Con lo scritto Acroases de virulentia gallica,seu de lue venerea, Spirae 1590 e Francofurti 1594, il C. si pose nella numerosa schiera di coloro che trattarono di malattie veneree; la sua esperienza di specialista in questo settore lo aveva convinto dell'utilità dell'uso dei decotti di guaiaco o del mercurio per suffumigi nei casi più gravi, mentre l'antimonio rimaneva per lui un rimedio poco efficace.
La più estesa opera del C. è Methodus practicae medicinae omnium corporis umani adfectuum,causas,signa et curationes exibens, Venetiis 1591, riedita ivi 1594, 1597, e con altre opere 1591, 1594, 1601; inoltre fu edita anche a Francoforte nel 1594 e a Lione nel 1597. Essa tratta partitamente tutte le malattie delle varie parti del corpo, dalla capigliatura alle affezioni degli organi dei sensi. La trattazione si sofferma particolarmente sull'artrite, la lue e le febbri, che erano state per il C. oggetto di studi specialistici, con sensate osservazioni, dettate dalla pratica, e indicazioni medicinali, dietetiche e chirurgiche. L'ultimo libro, il settimo, riprende le osservazioni già espresse in un altro opuscolo, il Tractatus de venenis, esponendo quali siano le varie specie di veleni, in qual modo il corpo reagisca ad essi e suggerendo i relativi rimedi. Il Tractatus de urinis, Servestae 1595, muove dalla utilità di una dottrina sulle urine per una retta diagnostica, secondo l'autorità di Ippocrate e di Galeno; ad essi e ad Aristotele si appoggia per sostenere che l'urina è una secrezione del fegato, attratta dai reni, dissentendo da J. F. Fernel.

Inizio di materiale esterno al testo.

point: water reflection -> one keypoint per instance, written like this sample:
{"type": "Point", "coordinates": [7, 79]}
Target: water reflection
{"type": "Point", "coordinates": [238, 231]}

Tra le altre numerose pubblicazioni, uscite talvolta in varie miscellanee mediche, citiamo: Nova methodus medendi lectionibus publicis explicata, Francofurti 1605; Epistolae aliquae pariter cum L. Scholzii collectione excusae,Tractatus de pulsibus,Expositio in l. I Aphorismorum Hippocratis,De arte collegiandi et de modo interrogandi aegros, tutte uscite a Venezia nel 1601. E ancora: De compositione medicamentorum institutio brevis,Libellus de ratione componendi medicamenta,Tractatus de febribus,De morbis particularibus partes duae,De recta cauteriorum administratione epistolae, scritti raccolti in Opera Omnia, Venetiis 1597 e 1601, e Francofurti 1603, 1606, 1617, 1652 e 1693. Più interessanti sono, forse, il trattato, più di morale aristotelica che di medicina, Chamaleon sive homo sapiens dissertatio, Patavii 1615, gli scritti Methodus anatomica de arte secondi, Venetiis 1593, e Medendi methodus universalis ad cognoscendos et curandos omnes corporis humani affectus, Francofurti 1616, dove si ribadiscono concetti già enunciati in altre opere sul metodo; in essi peraltro traspare non soloun'intenzione chiarificatrice, ma anche una precisa volontà conciliativa tra le posizioni delle scuole greca e araba.